A spacecraft quietly speeding its way through the Solar System has caught its first glimpses of the asteroids it was sent to investigate from a distance of hundreds of thousands of kilometers.

Launched in October 2021, NASA's Lucy probe heads the first-ever mission to study the asteroids attendant on Jupiter. Of the 11 objects it is scheduled to visit, the probe has already imaged four, providing us with timelapses of the asteroids Eurybates, Polymele, Leucus, and Orus.

The Trojan asteroids are a group of space rocks that share the orbit of Jupiter. They're divided into two populations that preceed and trail the giant planet on its journey around the Sun.

Asteroids tend to collect in those two positions of Jupiter's orbital path in what are known as Lagrangian points. These are pockets of gravitational stability created by an interaction between two bodies in an orbital system. In these pockets, the gravitational pulls of the two bodies – in this case, Jupiter and the Sun – balance perfectly with the centripetal force of an object within the Lagrangian to hold it in place.

Each two-body system has five Lagrangians; the two in which the Trojans gather are L4 and L5. Although the asteroids are all collectively known as Trojans, the group that sits in L4 are classified as Greeks, while the L5 asteroids are Trojans. You can see how they move with Jupiter in the animation below.

There are thousands of asteroids within the Trojan swarms, and they're thought to be made up of pristine materials that made the planets, in the early days of the Solar System. Lucy's mission is to fly by and closely study nine of them, from both the Greek and Trojan camps, as well as two asteroids in the Main Belt that sits between Jupiter and Mars, during its 12-year mission.

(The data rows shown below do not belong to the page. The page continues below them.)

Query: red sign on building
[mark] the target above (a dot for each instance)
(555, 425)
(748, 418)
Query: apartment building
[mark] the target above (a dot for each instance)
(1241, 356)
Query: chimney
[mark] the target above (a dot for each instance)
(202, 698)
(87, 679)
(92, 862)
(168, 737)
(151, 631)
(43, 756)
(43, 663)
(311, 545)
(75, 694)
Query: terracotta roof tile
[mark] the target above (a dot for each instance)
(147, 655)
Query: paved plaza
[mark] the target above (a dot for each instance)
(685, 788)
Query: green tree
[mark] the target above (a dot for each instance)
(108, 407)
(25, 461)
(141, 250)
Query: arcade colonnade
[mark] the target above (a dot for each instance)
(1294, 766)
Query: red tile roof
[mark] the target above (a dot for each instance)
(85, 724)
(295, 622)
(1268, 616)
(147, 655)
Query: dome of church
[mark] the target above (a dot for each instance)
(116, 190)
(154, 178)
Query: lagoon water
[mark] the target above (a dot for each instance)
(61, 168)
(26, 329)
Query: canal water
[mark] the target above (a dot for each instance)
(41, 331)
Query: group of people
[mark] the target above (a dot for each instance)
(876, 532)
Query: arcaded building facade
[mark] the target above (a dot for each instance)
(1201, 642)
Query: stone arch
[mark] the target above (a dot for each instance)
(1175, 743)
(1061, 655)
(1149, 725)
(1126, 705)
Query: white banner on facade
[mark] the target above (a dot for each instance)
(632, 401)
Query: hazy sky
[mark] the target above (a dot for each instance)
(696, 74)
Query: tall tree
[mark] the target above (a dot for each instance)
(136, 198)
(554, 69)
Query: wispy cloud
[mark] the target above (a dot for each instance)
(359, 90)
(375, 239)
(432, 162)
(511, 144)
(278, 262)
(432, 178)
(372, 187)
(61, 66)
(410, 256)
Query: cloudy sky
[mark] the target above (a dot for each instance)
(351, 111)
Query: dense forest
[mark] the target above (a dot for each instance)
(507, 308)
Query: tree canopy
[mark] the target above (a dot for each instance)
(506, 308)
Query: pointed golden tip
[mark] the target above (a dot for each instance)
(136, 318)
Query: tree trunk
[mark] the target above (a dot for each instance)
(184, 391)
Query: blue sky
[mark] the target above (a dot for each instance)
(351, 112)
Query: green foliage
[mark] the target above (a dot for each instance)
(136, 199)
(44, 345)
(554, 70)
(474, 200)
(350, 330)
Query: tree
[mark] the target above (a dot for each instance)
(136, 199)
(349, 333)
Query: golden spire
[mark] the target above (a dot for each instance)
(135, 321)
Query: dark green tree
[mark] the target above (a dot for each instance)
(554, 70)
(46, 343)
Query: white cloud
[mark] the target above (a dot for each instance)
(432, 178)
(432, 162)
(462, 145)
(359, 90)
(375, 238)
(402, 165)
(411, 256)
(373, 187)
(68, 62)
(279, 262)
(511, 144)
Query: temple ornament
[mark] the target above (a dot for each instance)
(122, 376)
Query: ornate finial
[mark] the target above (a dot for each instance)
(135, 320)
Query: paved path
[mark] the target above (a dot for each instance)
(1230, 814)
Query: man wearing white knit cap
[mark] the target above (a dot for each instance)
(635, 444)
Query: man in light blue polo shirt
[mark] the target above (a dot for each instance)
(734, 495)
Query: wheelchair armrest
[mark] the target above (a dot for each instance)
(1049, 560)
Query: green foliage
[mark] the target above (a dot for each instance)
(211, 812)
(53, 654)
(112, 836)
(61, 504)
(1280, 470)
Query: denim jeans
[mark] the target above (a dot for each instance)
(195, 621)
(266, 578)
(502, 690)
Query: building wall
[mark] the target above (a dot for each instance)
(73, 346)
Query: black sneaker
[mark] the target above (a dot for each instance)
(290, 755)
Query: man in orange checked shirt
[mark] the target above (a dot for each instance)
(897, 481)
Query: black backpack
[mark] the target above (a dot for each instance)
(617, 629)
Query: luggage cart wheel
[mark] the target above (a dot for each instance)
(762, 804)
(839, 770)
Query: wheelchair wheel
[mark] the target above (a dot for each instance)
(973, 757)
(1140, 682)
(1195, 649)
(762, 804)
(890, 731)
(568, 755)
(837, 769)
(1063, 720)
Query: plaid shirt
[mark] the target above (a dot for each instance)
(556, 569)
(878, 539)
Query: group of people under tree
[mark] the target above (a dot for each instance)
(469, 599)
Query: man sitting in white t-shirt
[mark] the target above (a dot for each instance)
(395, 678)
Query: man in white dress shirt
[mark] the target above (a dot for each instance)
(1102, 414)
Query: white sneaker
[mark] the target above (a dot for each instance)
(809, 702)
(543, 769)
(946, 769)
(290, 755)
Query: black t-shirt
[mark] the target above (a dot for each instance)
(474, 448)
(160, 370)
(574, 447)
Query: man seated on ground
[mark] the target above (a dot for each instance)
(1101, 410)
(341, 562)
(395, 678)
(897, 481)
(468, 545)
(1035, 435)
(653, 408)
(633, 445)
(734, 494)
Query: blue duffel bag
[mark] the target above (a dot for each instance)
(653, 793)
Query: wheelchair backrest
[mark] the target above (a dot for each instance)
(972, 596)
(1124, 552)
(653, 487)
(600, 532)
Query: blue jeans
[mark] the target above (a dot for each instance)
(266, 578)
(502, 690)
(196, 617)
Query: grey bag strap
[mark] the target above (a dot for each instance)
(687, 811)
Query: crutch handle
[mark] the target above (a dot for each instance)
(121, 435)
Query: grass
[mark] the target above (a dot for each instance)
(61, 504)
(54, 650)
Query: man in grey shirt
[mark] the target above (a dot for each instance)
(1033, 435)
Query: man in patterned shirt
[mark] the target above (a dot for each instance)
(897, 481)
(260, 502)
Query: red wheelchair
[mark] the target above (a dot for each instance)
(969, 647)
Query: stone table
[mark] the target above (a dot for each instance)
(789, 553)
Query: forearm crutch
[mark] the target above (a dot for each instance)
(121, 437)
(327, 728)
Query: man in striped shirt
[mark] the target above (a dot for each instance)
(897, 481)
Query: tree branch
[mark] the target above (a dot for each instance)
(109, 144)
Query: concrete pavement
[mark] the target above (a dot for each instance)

Fans of human evolution might recall the name Lucy also belongs to a certain fossil of an ancestral species called Australopithecus afarensis. Just as the hominid Lucy taught us a few things about the origins of Homo sapiens, scientists hope that the Lucy mission will tell us more about how the Solar System formed.

Eurybates, Polymele, Leucus, and Orus all belong to the Greek swarm, and Lucy will be visiting them in 2027 and 2028, sending the data it obtains back home to Earth. When these images were taken between March 25 and 27, the spacecraft was over 530 million kilometers (330 million miles) from some of its asteroid targets. That's more than three times the distance between Earth and the Sun.

Each target was viewed for a period of time: 6.5 hours for Eurybates, 2.5 hours for Polymele, 2 hours for Leucus and 10 hours for Orus. The resulting data will be combined with continuing observations as Lucy approaches, studying how these objects reflect sunlight in ways we can't see from here on Earth.

Lucy's first asteroid encounter is set to take place in November of this year, when it will fly by the Main Belt asteroid Dinkinesh (the Ethiopian name for Lucy), before swooping back to Earth for a gravity assist maneuver that will give it a boost back towards Jupiter's orbit.

It will fly by one more Main Belt asteroid, Donaldjohanson (named for the paleoanthropologist who discovered Lucy), on its way to the Greeks in April 2025, before finally making its historic encounter with Eurybates in August 2027.